La restituzione dell’imposta è esclusa qualora il versamento sia avvenuto in un contesto di frode fiscale.
Tanto premesso, l’istante non ha proceduto a rettificare tempestivamente la fattura, erroneamente emessa con applicazione dell’IVA, non per colpevole inerzia. Solo nel 2022, oltre il termine di emissione della nota di variazione in rettifica, l’istante ha preso atto dell’errore compiuto.
Tornano, dunque, applicabili i chiarimenti resi con diverse risposte ad interpello secondo cui, laddove il contribuente, per motivi a lui non imputabili, non sia legittimato ad emettere una nota di variazione in diminuzione ex articolo 26 del decreto IVA per recuperare l’IVA erroneamente addebitata in rivalsa che deve restituire al cessionario/committente perché non dovuta, il medesimo può presentare istanza di rimborso ex articolo 30ter, comma 1, del decreto IVA, al verificarsi del presupposto.

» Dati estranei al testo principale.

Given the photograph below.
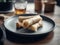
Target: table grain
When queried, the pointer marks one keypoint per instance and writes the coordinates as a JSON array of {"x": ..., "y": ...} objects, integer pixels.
[{"x": 53, "y": 38}]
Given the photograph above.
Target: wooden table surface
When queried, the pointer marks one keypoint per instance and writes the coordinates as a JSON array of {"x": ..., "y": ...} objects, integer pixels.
[{"x": 53, "y": 38}]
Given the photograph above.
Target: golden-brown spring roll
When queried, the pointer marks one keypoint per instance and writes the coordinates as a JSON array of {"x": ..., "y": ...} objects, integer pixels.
[
  {"x": 28, "y": 22},
  {"x": 21, "y": 18},
  {"x": 35, "y": 26}
]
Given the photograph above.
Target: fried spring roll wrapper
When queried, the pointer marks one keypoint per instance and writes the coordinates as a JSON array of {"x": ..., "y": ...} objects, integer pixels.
[
  {"x": 19, "y": 24},
  {"x": 21, "y": 18},
  {"x": 28, "y": 22},
  {"x": 35, "y": 27}
]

Nel caso prospettato all’Amministrazione finanziaria, affinché sia rispettata la neutralità dell’IVA ed il rimborso non integri la fattispecie di arricchimento senza causa in capo al prestatore è necessario che, durante la fase istruttoria che segue la richiesta di rimborso, l’istante dia prova di aver eseguito il rimborso dell’IVA erroneamente addebitata in rivalsa al committente e che il rimborso non cagioni un danno all’erario ove il committente, avendone il diritto, abbia detratto l’IVA addebitata.
L’istante dovrà, altresì, dare evidenza che la somma chiesta a rimborso è già al netto di quanto erroneamente detratto nel 2021 per effetto del calcolo del prorata
di detraibilità eseguito considerando l’operazione soggetta ad IVA, fornendo, altresì, all’Ufficio competente tutta la documentazione idonea a verificare la spettanza del predetto credito e il corretto calcolo dell’Iva detraibile nel 2021.